Now the reason that isn’t done in the tutorials is because `J`

is a sparse matrix, which is probably the most common case, and so `sparsity = J`

is the default. You can use color differentiation to write into a dense matrix like you do here, but in that case you need to override that default (and it’s a perfectly sensible use case of course if the matrix is small enough for the sparse matrix to be slow but still need acceleration in the differentiation).
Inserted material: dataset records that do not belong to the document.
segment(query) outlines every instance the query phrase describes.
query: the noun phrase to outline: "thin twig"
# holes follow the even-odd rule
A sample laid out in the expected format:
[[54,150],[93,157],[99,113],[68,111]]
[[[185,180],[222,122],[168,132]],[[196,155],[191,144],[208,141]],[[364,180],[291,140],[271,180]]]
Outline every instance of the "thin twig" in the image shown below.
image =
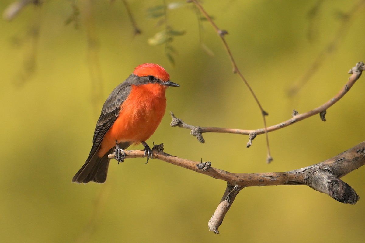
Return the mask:
[[347,32],[350,30],[350,26],[355,17],[360,13],[362,12],[363,8],[364,7],[365,1],[362,0],[354,6],[348,13],[343,15],[342,24],[333,39],[320,52],[317,58],[303,75],[290,88],[288,92],[289,96],[295,95],[313,77],[330,54],[336,51],[346,36]]
[[212,18],[209,16],[209,15],[205,12],[205,10],[201,6],[201,5],[198,2],[197,0],[188,0],[187,1],[188,3],[193,2],[195,4],[196,7],[198,8],[200,12],[203,13],[203,15],[204,15],[204,17],[206,18],[208,21],[213,26],[213,28],[215,30],[217,34],[218,34],[218,36],[220,38],[220,39],[222,40],[222,42],[223,43],[223,45],[224,47],[224,48],[226,49],[226,51],[227,51],[227,53],[228,54],[228,55],[229,56],[230,59],[231,60],[231,62],[232,63],[232,65],[233,67],[233,72],[234,73],[237,73],[241,79],[243,81],[245,84],[246,85],[246,86],[248,88],[250,91],[250,92],[251,93],[252,96],[253,97],[254,99],[255,99],[255,101],[256,102],[256,103],[258,106],[259,108],[260,109],[260,110],[261,111],[261,114],[262,116],[262,119],[264,121],[264,131],[265,133],[265,136],[266,137],[266,144],[267,146],[267,156],[266,157],[266,161],[268,163],[270,163],[273,160],[272,157],[270,154],[270,146],[269,145],[269,137],[268,135],[268,133],[266,132],[266,119],[265,117],[269,114],[266,111],[265,111],[264,109],[262,108],[262,106],[261,105],[261,104],[260,103],[260,102],[258,101],[258,99],[256,97],[256,95],[255,94],[253,90],[251,88],[251,87],[249,85],[248,83],[246,80],[246,79],[243,77],[243,75],[242,74],[239,69],[238,68],[237,66],[237,64],[236,64],[236,62],[234,60],[234,59],[233,58],[233,56],[232,54],[232,52],[231,52],[231,50],[228,46],[228,44],[227,44],[227,42],[226,41],[226,39],[224,39],[224,35],[228,34],[228,32],[227,31],[224,30],[220,30],[217,25],[214,23]]
[[[266,129],[266,131],[269,133],[281,129],[319,113],[322,115],[321,119],[322,119],[322,120],[323,121],[324,119],[324,121],[325,121],[325,118],[324,116],[324,115],[325,114],[324,112],[339,100],[348,92],[356,81],[360,78],[362,72],[364,71],[365,71],[365,64],[362,62],[358,63],[355,67],[351,68],[349,71],[349,73],[351,74],[351,75],[349,78],[348,81],[341,89],[338,93],[332,98],[323,105],[309,111],[301,114],[297,114],[297,112],[296,112],[291,118],[276,125],[267,128]],[[246,135],[254,134],[255,136],[252,139],[250,138],[250,142],[249,142],[247,144],[247,147],[249,147],[252,145],[251,143],[251,143],[252,140],[254,138],[256,135],[262,134],[265,132],[264,128],[261,128],[256,130],[248,130],[223,128],[195,126],[187,124],[181,119],[176,118],[172,112],[170,113],[170,114],[172,117],[172,121],[171,124],[172,126],[178,126],[191,130],[191,134],[196,137],[200,142],[203,143],[204,142],[204,139],[203,138],[201,134],[204,133],[234,133]]]
[[122,1],[123,2],[123,3],[124,4],[124,6],[126,8],[126,9],[127,10],[127,12],[128,13],[128,16],[129,17],[129,19],[131,21],[131,23],[132,24],[132,26],[133,27],[133,29],[134,30],[134,35],[137,35],[139,34],[140,34],[141,32],[139,28],[137,26],[137,24],[136,23],[135,21],[134,20],[134,18],[133,17],[133,15],[132,14],[132,12],[131,11],[130,8],[129,7],[129,5],[127,3],[127,1],[126,0],[122,0]]

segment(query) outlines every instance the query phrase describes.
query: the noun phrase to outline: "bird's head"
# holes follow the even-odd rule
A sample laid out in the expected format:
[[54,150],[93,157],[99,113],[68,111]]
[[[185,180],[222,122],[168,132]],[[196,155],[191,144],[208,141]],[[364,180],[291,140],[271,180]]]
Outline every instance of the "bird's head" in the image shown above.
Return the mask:
[[141,78],[141,84],[156,83],[166,86],[180,87],[170,81],[170,75],[163,67],[154,63],[145,63],[134,69],[133,74]]

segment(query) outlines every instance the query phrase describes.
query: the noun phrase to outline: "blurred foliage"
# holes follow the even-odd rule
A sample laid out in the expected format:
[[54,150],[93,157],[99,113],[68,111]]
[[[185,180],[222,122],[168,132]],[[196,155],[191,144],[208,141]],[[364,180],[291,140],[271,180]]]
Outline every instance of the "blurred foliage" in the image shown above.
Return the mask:
[[[274,160],[269,165],[263,136],[246,149],[246,136],[205,134],[201,144],[188,130],[170,127],[170,111],[201,126],[256,129],[262,122],[252,97],[232,73],[216,33],[208,23],[200,21],[192,4],[180,1],[178,7],[165,8],[167,15],[151,19],[149,9],[164,6],[163,1],[127,1],[141,35],[135,35],[118,1],[42,1],[26,6],[11,21],[0,21],[0,241],[362,242],[363,200],[343,204],[306,187],[243,189],[217,235],[208,231],[207,223],[225,189],[223,181],[157,160],[145,165],[145,160],[138,158],[119,165],[112,162],[104,184],[71,183],[88,154],[102,105],[93,100],[90,66],[100,68],[103,89],[98,90],[104,99],[137,65],[164,66],[181,87],[167,91],[168,112],[147,143],[164,142],[167,153],[211,161],[215,168],[236,173],[285,171],[325,160],[364,140],[364,77],[327,111],[325,122],[316,116],[269,133]],[[1,1],[0,9],[12,2]],[[350,15],[359,2],[205,1],[203,6],[229,33],[226,40],[270,114],[271,125],[290,118],[293,109],[302,113],[330,99],[346,82],[350,68],[364,60],[363,4],[335,51],[288,98],[288,90],[342,26],[339,13]],[[99,47],[93,51],[98,57],[93,64],[88,58],[85,22],[90,18]],[[77,28],[65,24],[76,20]],[[170,32],[177,30],[184,34]],[[168,51],[174,67],[166,46],[148,44],[161,31],[166,40],[173,38],[174,51]],[[365,195],[364,169],[343,178],[361,197]]]

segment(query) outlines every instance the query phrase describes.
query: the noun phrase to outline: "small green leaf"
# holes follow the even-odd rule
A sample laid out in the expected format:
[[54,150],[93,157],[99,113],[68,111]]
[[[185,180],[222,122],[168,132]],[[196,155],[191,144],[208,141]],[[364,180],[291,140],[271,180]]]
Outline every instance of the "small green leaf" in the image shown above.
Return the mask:
[[156,33],[153,37],[148,39],[148,44],[151,46],[157,46],[165,43],[169,39],[165,31]]
[[167,8],[170,9],[175,9],[185,5],[185,3],[175,2],[170,3],[167,5]]
[[168,31],[169,34],[170,35],[185,35],[186,32],[184,30],[170,30]]
[[150,19],[156,19],[156,18],[160,17],[164,15],[165,15],[164,12],[156,12],[150,13],[149,14],[147,17]]
[[165,8],[164,5],[157,5],[153,7],[150,7],[147,9],[147,12],[151,12],[163,9]]

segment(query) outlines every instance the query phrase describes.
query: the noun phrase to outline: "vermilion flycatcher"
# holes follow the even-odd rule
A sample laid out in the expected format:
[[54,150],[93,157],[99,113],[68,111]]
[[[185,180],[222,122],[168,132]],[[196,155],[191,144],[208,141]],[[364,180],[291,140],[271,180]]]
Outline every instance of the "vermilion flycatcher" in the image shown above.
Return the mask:
[[146,63],[134,69],[112,91],[104,103],[94,133],[93,146],[86,162],[72,182],[104,183],[110,159],[115,150],[119,162],[125,149],[142,143],[147,161],[152,152],[146,143],[157,129],[166,109],[165,92],[169,86],[180,87],[170,81],[169,74],[157,64]]

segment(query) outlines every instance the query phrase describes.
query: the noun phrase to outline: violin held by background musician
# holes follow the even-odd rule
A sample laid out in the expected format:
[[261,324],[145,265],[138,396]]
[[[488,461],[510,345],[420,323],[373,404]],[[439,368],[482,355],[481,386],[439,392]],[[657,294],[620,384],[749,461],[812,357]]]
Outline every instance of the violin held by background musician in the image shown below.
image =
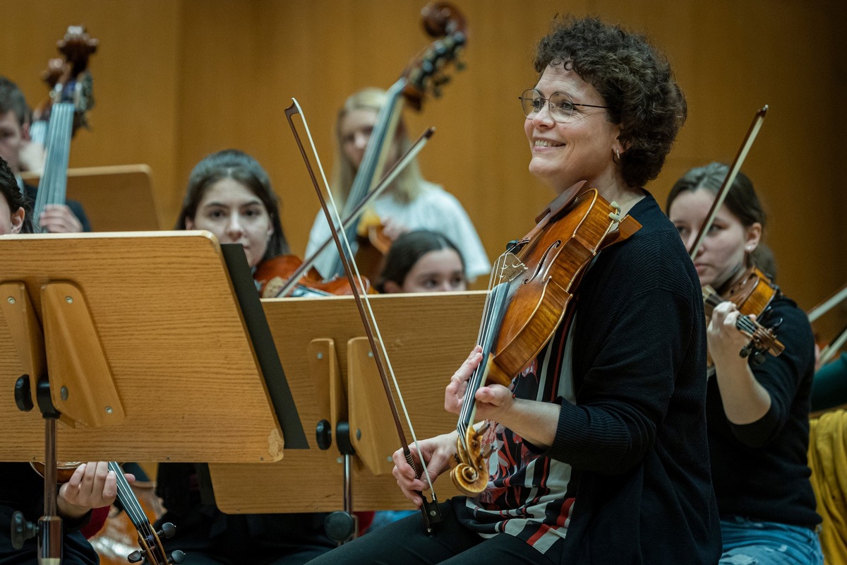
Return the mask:
[[[686,245],[700,231],[728,173],[728,167],[717,163],[698,167],[671,190],[667,213]],[[694,258],[700,284],[733,294],[756,265],[765,225],[753,185],[739,173]],[[778,291],[767,309],[753,315],[777,326],[784,350],[756,364],[739,355],[750,341],[736,327],[739,315],[733,302],[720,303],[706,333],[715,367],[708,379],[706,420],[723,558],[727,563],[820,564],[816,528],[821,518],[806,464],[815,369],[811,328],[805,313]]]

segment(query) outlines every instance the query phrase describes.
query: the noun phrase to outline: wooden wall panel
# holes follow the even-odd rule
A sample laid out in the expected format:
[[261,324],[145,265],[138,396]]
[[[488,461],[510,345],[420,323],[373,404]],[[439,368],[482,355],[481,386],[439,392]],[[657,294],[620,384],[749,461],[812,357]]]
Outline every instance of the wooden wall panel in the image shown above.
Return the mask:
[[[771,213],[779,281],[808,307],[847,279],[838,170],[847,126],[839,0],[511,0],[458,3],[469,25],[467,70],[440,100],[407,113],[414,134],[438,129],[424,175],[453,191],[490,255],[523,235],[551,197],[526,170],[515,100],[532,86],[533,47],[553,14],[597,14],[644,30],[664,50],[689,101],[689,120],[648,188],[663,202],[687,169],[734,157],[754,111],[767,121],[745,169]],[[37,99],[37,73],[64,27],[80,18],[102,40],[93,59],[98,107],[75,144],[75,165],[146,162],[163,221],[175,218],[187,174],[203,155],[235,147],[268,169],[283,222],[301,253],[318,210],[283,109],[300,100],[324,165],[341,102],[387,87],[429,40],[421,0],[179,0],[56,4],[4,0],[15,22],[0,38],[0,72]],[[49,9],[48,9],[49,8]],[[329,171],[328,171],[329,172]],[[834,249],[834,252],[833,250]],[[837,321],[828,324],[834,325]],[[826,325],[826,324],[825,324]]]

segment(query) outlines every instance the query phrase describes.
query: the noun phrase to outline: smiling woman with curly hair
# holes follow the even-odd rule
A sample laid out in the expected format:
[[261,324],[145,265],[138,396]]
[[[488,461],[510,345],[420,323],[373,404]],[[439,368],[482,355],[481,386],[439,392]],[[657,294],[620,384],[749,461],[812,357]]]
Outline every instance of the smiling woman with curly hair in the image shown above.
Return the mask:
[[[433,537],[416,515],[313,563],[717,562],[700,281],[643,188],[685,120],[685,100],[642,36],[595,19],[554,22],[535,69],[519,97],[529,172],[560,196],[587,180],[583,189],[640,228],[594,258],[572,323],[522,370],[500,371],[508,386],[469,388],[489,358],[479,346],[450,379],[445,408],[460,413],[473,398],[476,418],[490,424],[479,430],[480,451],[491,452],[480,465],[484,490],[442,502]],[[457,441],[455,430],[424,440],[412,456],[435,479],[456,460]],[[394,463],[403,493],[421,505],[426,483],[401,451]]]

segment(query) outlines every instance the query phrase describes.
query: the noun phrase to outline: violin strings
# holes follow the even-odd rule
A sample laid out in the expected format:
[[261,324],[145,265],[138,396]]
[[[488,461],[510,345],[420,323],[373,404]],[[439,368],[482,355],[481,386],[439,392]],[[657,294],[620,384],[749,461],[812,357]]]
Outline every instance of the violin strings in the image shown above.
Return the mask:
[[121,504],[124,505],[124,511],[130,517],[132,525],[136,527],[136,529],[141,535],[150,535],[152,533],[150,521],[147,520],[147,514],[144,513],[141,505],[139,504],[136,496],[132,493],[132,487],[130,486],[126,477],[124,476],[124,472],[120,468],[120,466],[117,463],[110,461],[108,463],[108,468],[115,474],[118,482],[118,498],[120,500]]
[[[506,263],[507,255],[507,252],[504,252],[500,255],[500,257],[497,258],[497,260],[494,263],[494,266],[491,268],[491,274],[489,275],[488,279],[488,288],[486,290],[487,294],[485,295],[485,302],[483,306],[482,316],[479,319],[479,330],[477,332],[476,341],[477,344],[483,349],[484,358],[480,361],[479,365],[477,366],[476,369],[474,369],[470,379],[468,379],[468,388],[465,390],[465,401],[462,402],[462,409],[459,413],[459,419],[456,424],[456,429],[458,431],[459,438],[462,442],[464,442],[465,435],[468,432],[468,427],[472,424],[472,422],[469,421],[468,413],[470,407],[468,406],[469,402],[468,393],[474,391],[479,388],[479,385],[477,383],[481,380],[481,375],[484,372],[485,363],[487,362],[487,359],[484,358],[484,355],[486,351],[490,351],[486,336],[490,334],[490,320],[491,311],[494,308],[493,302],[495,297],[493,289],[502,280],[502,275],[501,274],[502,273],[502,268]],[[471,396],[471,399],[473,399],[473,396]],[[473,402],[473,400],[471,400],[471,402]]]
[[[324,180],[324,187],[326,190],[327,194],[329,195],[328,198],[329,203],[329,208],[330,209],[330,212],[334,215],[333,221],[337,222],[336,225],[340,224],[341,218],[338,213],[338,208],[335,206],[335,201],[332,197],[332,191],[329,190],[329,183],[326,180],[326,174],[324,172],[324,166],[321,164],[320,157],[318,155],[318,149],[315,147],[314,140],[312,138],[312,132],[309,130],[308,124],[306,122],[306,116],[303,114],[302,109],[300,108],[300,104],[297,102],[297,101],[295,100],[294,98],[292,98],[291,100],[294,102],[295,105],[296,105],[297,111],[300,113],[300,117],[301,119],[302,119],[303,127],[306,131],[307,137],[309,140],[309,144],[312,146],[312,152],[315,157],[315,162],[316,164],[318,165],[318,169],[320,171],[321,179]],[[406,418],[406,424],[409,427],[409,433],[412,435],[412,440],[414,442],[415,448],[418,450],[418,453],[420,454],[422,453],[422,451],[420,449],[420,446],[418,445],[418,436],[415,434],[414,427],[412,425],[412,418],[409,417],[409,411],[406,407],[406,401],[403,399],[403,395],[400,391],[400,384],[397,382],[397,377],[394,373],[394,368],[391,366],[391,361],[388,356],[388,350],[385,348],[385,340],[382,339],[382,333],[379,331],[379,326],[377,324],[376,317],[374,314],[374,310],[371,308],[370,300],[368,298],[368,293],[364,292],[365,286],[362,280],[362,274],[359,273],[358,265],[356,264],[356,261],[353,259],[352,248],[350,246],[350,241],[347,239],[347,234],[345,232],[345,230],[340,230],[339,232],[339,235],[341,236],[340,239],[343,241],[343,247],[344,247],[343,252],[346,256],[345,258],[347,259],[349,265],[352,268],[353,271],[355,272],[356,282],[359,285],[359,288],[363,291],[361,295],[362,302],[368,308],[368,317],[369,319],[368,321],[372,324],[374,327],[374,333],[376,335],[378,338],[377,341],[379,344],[379,349],[381,350],[383,354],[382,358],[385,363],[385,368],[388,369],[389,374],[390,374],[391,376],[391,381],[394,383],[394,388],[396,392],[397,393],[397,399],[400,401],[400,405],[403,410],[403,415]],[[377,352],[374,352],[374,355],[378,354]],[[432,479],[430,479],[429,477],[429,472],[427,469],[426,462],[424,461],[423,457],[418,457],[418,460],[420,461],[421,467],[424,468],[424,473],[422,474],[422,476],[426,477],[427,483],[429,485],[429,490],[431,492],[435,492],[435,487],[433,486],[432,484]]]

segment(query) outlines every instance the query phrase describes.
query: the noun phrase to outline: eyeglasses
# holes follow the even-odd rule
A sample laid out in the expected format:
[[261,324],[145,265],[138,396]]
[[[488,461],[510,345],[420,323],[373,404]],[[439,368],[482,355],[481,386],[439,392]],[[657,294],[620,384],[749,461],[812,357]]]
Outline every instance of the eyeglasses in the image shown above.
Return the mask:
[[577,103],[564,92],[553,92],[549,98],[545,98],[538,91],[532,88],[523,91],[518,100],[521,101],[523,115],[530,119],[538,115],[544,109],[545,104],[550,102],[550,117],[559,123],[569,121],[573,117],[573,110],[577,106],[609,109],[608,106]]

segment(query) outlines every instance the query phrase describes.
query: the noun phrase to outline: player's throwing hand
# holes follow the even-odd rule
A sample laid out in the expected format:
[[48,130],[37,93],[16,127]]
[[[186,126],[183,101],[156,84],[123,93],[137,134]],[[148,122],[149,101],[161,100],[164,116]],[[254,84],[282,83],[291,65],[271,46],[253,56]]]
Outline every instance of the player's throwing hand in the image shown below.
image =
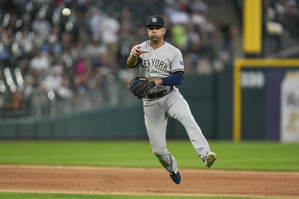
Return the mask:
[[140,49],[142,48],[141,46],[138,46],[134,48],[132,50],[132,54],[134,57],[137,57],[141,54],[141,53],[145,52],[145,50],[141,50]]

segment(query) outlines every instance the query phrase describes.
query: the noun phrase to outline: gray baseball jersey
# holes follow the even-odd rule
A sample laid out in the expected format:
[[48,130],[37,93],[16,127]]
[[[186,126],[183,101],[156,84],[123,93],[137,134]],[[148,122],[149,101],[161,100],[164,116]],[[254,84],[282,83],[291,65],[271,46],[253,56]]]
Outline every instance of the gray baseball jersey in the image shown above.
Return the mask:
[[[179,50],[168,43],[154,49],[150,45],[150,40],[133,47],[141,46],[141,50],[147,52],[142,53],[137,60],[137,73],[141,77],[154,78],[166,77],[173,72],[184,71],[184,62],[182,53]],[[132,49],[132,50],[133,49]],[[132,54],[131,50],[131,55]],[[150,93],[156,93],[164,90],[169,86],[158,85]]]
[[[149,40],[134,48],[139,45],[142,47],[140,50],[148,52],[142,53],[137,58],[136,67],[138,76],[161,78],[167,77],[177,71],[184,71],[182,53],[169,44],[165,42],[162,46],[154,49],[150,45]],[[158,85],[156,89],[150,93],[156,93],[169,87]],[[211,151],[188,104],[177,88],[159,99],[144,98],[143,108],[145,126],[153,152],[168,171],[172,172],[177,169],[174,158],[166,147],[168,116],[177,119],[184,126],[194,149],[202,159],[204,154]]]

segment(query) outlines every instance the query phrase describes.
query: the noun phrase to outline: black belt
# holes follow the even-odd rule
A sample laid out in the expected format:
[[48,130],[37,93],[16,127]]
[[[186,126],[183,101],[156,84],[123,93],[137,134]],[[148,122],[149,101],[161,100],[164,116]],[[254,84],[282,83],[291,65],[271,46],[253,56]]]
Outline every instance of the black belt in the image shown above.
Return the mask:
[[149,98],[159,98],[162,97],[164,97],[170,93],[170,91],[173,90],[173,87],[171,86],[167,89],[163,90],[158,93],[152,93],[151,94],[148,94],[147,97]]

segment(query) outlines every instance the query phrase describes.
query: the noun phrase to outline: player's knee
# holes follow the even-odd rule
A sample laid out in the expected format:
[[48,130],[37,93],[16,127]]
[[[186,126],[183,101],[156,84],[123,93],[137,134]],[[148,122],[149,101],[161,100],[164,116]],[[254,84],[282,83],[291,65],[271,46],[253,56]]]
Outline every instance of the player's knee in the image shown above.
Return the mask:
[[163,156],[165,153],[166,153],[167,152],[167,151],[165,151],[165,150],[156,149],[153,150],[153,153],[155,155],[159,157]]

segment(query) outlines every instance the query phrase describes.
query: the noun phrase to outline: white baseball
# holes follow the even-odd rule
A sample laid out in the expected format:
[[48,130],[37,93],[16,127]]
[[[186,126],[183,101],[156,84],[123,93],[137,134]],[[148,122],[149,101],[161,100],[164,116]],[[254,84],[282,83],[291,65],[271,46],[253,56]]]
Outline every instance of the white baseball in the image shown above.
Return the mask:
[[64,8],[62,10],[62,15],[68,16],[71,14],[71,10],[66,8]]

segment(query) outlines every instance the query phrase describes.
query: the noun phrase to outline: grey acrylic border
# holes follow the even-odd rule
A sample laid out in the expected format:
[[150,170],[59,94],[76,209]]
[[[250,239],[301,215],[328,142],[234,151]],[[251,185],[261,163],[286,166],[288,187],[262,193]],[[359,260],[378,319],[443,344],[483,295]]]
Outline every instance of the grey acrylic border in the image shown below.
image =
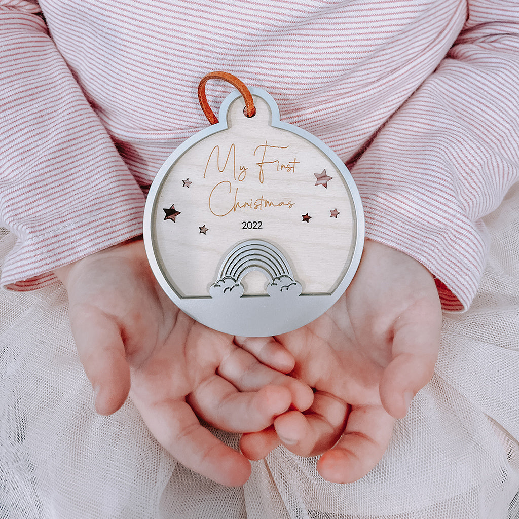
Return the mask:
[[[354,218],[356,222],[356,237],[354,244],[353,245],[353,252],[351,255],[350,264],[342,280],[335,289],[333,293],[329,296],[330,298],[327,299],[325,305],[326,308],[324,308],[324,309],[322,307],[320,308],[320,311],[321,310],[322,310],[319,314],[319,315],[321,315],[328,308],[330,308],[336,302],[343,293],[344,293],[349,284],[351,282],[351,280],[353,279],[353,276],[355,275],[355,273],[357,272],[359,265],[360,263],[364,246],[365,231],[364,211],[362,209],[360,194],[359,193],[359,190],[351,173],[344,162],[332,149],[322,141],[306,130],[281,120],[279,108],[274,98],[268,92],[262,89],[254,87],[250,88],[249,90],[253,95],[261,98],[268,105],[272,116],[271,126],[274,128],[288,130],[299,135],[325,153],[330,160],[334,162],[340,172],[350,191],[350,194],[351,196],[354,208]],[[220,107],[218,112],[218,122],[216,124],[208,126],[207,128],[198,131],[192,136],[180,144],[168,157],[157,172],[157,175],[150,187],[144,208],[143,224],[144,245],[146,249],[146,255],[147,256],[148,261],[152,270],[158,281],[159,284],[168,297],[175,304],[177,304],[177,306],[179,306],[181,310],[196,320],[198,320],[197,317],[197,310],[200,306],[201,300],[196,298],[186,299],[179,297],[170,286],[168,280],[163,275],[162,269],[157,261],[154,251],[153,239],[152,236],[152,222],[153,212],[155,205],[155,197],[161,187],[162,182],[167,177],[171,167],[179,157],[200,141],[203,140],[210,135],[213,135],[228,129],[227,115],[229,108],[231,104],[240,97],[241,97],[241,94],[237,90],[231,92],[229,94],[224,100]],[[321,306],[321,305],[319,305],[317,306]],[[319,315],[316,315],[315,318],[317,318],[319,317]],[[229,318],[230,320],[233,320],[230,316]],[[275,317],[274,318],[275,319]],[[264,325],[263,324],[260,324],[258,326],[255,323],[253,324],[251,323],[249,326],[247,326],[247,323],[222,323],[222,319],[221,317],[218,317],[213,320],[214,321],[214,322],[211,322],[211,320],[209,319],[203,323],[203,324],[205,324],[206,325],[226,333],[248,336],[278,335],[281,333],[291,331],[292,330],[294,329],[294,327],[299,327],[301,326],[303,326],[305,324],[307,324],[308,322],[309,322],[307,321],[306,322],[301,322],[295,327],[291,326],[285,329],[285,319],[284,319],[282,315],[281,315],[279,320],[278,320],[279,322],[269,323],[268,324],[264,325],[264,328],[263,327]],[[305,320],[304,318],[303,318],[303,320]]]

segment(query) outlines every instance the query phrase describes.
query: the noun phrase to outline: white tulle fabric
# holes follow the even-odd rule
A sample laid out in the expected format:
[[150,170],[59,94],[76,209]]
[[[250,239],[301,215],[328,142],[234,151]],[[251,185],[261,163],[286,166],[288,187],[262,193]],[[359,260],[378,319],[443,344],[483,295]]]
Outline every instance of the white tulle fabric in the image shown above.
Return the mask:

This is something that’s hard to throw an error on because while in theory we could throw an error for the sparsity pattern not allowing for an exact decompression (i.e. check the column sparsity against the colors and error, here the column sparsity being dense would be a quick error), it’s actually fairly useful to allow incorrect/partial colorings. For example, if you have a periodic boundary condition it’s banded plus two bits on the corners, but if you do the coloring of the banded case then you get a good enough approximation to be a great preconditioner for GMRES. So we allow for colorings to not match the sparsity and one needs to be then careful to pass the sparsity that’s required.